Wir fuhren mit dem Bus hoch in die Berge Haitis und kamen aus dem Glotzen nicht mehr raus. Grüne, saftige und sanfte Berge wohin man blickt. Zwischendurch immer wieder kleine Ortschaften.

Leider wurden die Straßenverhältnisse zunehmend schlechter, was nur zu mehr Gewackel und Gehupe führte. Die Fahrt, die auf 4 Stunden angesetzt war, dauerte letztendlich 9 Stunden und wir kamen im Dunkeln am Ziel an. Zwei sehr nette Mitfahrer halfen uns auf der Suche nach einem Taxi zu normalen Preisen und brachten uns sicher zu unserem Hotel. Oder zu dem Platz, an dem unsere Unterkunft sein sollte… An angegebener Adresse am Stadtrand von Cap Haïtien war nämlich nichts. Nicht mal Licht. Nur eine sehr dunkle Straße mit vielen Menschen.

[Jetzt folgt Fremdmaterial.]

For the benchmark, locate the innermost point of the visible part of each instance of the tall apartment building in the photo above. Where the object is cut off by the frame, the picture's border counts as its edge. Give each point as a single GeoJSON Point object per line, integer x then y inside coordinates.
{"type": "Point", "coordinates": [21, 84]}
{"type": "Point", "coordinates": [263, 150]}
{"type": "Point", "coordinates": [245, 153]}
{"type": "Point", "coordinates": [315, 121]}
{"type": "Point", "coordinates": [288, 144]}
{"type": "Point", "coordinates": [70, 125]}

Der Taxifahrer meinte, dass sich die Unterkunft auf dem Hügel befindet, den er aber mit seinem Klappertaxi nicht hochkäme. Also marschierten wir mit Rucksäcken bepackt mitsamt Mann aus dem Bus und Taxifahrer mitten durch das Elendsviertel einen 45% steigenden Hügel hinauf. „Blanca, blanca“ Rufe schallten von den Seiten an unsere Ohren und sorgten für ein beklemmendes Gefühl.

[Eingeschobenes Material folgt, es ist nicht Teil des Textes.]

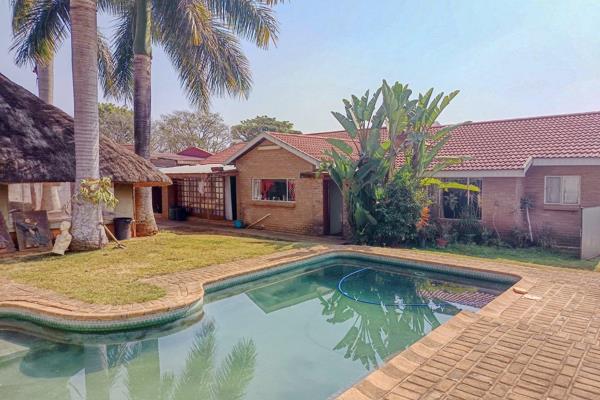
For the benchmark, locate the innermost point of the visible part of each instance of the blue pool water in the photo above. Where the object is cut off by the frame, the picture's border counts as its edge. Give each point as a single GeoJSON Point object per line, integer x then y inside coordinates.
{"type": "Point", "coordinates": [299, 334]}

Wir waren heilfroh, in diesem Moment nicht alleine zu sein. Nach 5 Minuten und durchgeschwitzter Kleidung (viel zu kalte Klimaanlage in Bus und Taxi) kamen wir oben an der Rezeption an. Die Männer verabschiedeten sich, als sie uns in sicheren Händen sahen und Erleichterung machte sich breit. Nachdem uns der Besitzer der Unterkunft noch ein kühles Prestige Begrüßungsbier hinstellte wurde die Lage gleich noch besser! Der Franzose würde sagen <<C’était chaud!>> – „Das war knapp!“ Und der Franzose hat Recht. Über die etwas in die Jahre gekommene Unterkunft und die große Schabe im Bad sahen wir hinweg und schliefen den Schlaf der Gerechten.
Am nächsten Tag bot sich uns ein unglaublicher Blick über die Stadt und Bucht von Cap Haïtien. Abermals versuchten wir unser Glück bei den Geldautomaten und abermals waren es vergeudete Mühen. Mit dem Besitzer der Unterkunft ließ sich aber dann doch noch ein Geldgeschäft abwickeln, sodass wir wieder flüssig waren. An diesem Tag lernten wir den Engländer Paul und den Franzosen Joël kennen, mit denen wir abends noch in die Stadt zum Essen gingen. In dem sehr europäisch geprägten Restaurant fiel die Kluft zwischen Arm und Reich wieder deutlich auf. Durch den Aufstieg zum Hotel und somit den Gang durch die Wellblechhüttendsiedlung wurden wir aber dann doch schnell wieder auf den Boden der Tatsachen geholt.
Der eigentliche Grund für unsere Reise nach Cap Haïtien war die Besichtigung der Citadelle la Ferrière. Eine riesige Festung in den Bergen Haitis, die nach der Unabhängigkeit durch Roi Christophe zur Verteidigung gegen die Franzosen erbaut wurde und der Bevölkerung im Notfall Unterschlupf bieten sollte. Zu diesem Ernstfall kam es allerdings nie und so blieb die Festung unbenutzt und total intakt. Auch alle Kanonen mitsamt Kugeln sind noch an Ort und Stelle.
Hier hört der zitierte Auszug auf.